Dukes, 131 S. Ct. at 2557 (quotation and citation omitted).
The Court found that the structure of Rule 23(b) makes “it clear that individualized
monetary claims belong in Rule 23(b)(3),” not in Rule 23(b)(2).
The procedural protections attending the (b)(3) class–predominance,
superiority, mandatory notice, and the right to opt out–are missing from
(b)(2) not because the Rule considers them unnecessary, but because it
considers them unnecessary to a (b)(2) class. When a class seeks an
indivisible injunction benefitting all its members at once, there is no reason
to undertake a case-specific inquiry into whether class issues predominate
or whether class action is a superior method of adjudicating the dispute.
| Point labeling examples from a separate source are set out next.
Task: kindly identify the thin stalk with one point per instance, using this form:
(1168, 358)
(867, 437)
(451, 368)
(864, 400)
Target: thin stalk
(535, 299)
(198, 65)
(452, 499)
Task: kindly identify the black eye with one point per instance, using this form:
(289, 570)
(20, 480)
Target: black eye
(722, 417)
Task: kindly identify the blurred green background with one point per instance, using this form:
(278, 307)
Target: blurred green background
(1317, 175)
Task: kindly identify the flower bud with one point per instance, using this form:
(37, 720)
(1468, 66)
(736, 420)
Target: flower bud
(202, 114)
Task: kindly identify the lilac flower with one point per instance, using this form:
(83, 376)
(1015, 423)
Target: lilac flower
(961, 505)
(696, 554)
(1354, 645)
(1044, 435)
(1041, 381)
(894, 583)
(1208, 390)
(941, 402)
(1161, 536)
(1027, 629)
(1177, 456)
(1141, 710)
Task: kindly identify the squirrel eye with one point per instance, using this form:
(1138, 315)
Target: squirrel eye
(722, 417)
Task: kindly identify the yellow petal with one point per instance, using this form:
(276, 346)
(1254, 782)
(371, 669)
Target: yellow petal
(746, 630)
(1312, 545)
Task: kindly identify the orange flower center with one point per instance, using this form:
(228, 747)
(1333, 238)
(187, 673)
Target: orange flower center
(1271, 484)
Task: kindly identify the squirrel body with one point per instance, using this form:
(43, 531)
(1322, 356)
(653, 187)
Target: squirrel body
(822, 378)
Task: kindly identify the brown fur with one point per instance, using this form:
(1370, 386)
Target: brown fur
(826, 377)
Predominance and superiority are self-evident. But with respect to each
class member’s individualized claim for money, that is not so–which is
precisely why (b)(3) requires the judge to make findings about
predominance and superiority before allowing the class. Similarly, (b)(2)
does not require that class members be given notice and opt-out rights,
presumably because it is thought (rightly or wrongly) that notice has no
purpose when the class is mandatory, and that depriving people of their
right to sue in this manner complies with the Due Process Clause. In the
context of a class action predominantly for money damages we have held
that absence of notice and opt-out violates due process. While we have
never held that to be so where the monetary claims do not predominate, the
serious possibility that it may be so provides an additional reason not to
read Rule 23(b)(2) to include the monetary claims here.
Id. at 2558-59 (citation omitted).
Plaintiffs in the instant case primarily seek monetary damages for the alleged
breaches of their employment contracts. Notably, in their motion for class certification,
they also seek approval of a notice to be sent to the putative class members, with a 9024
day period to opt out of the class, which, as the Supreme Court indicated, is indicative
of a class that seeks predominantly monetary relief.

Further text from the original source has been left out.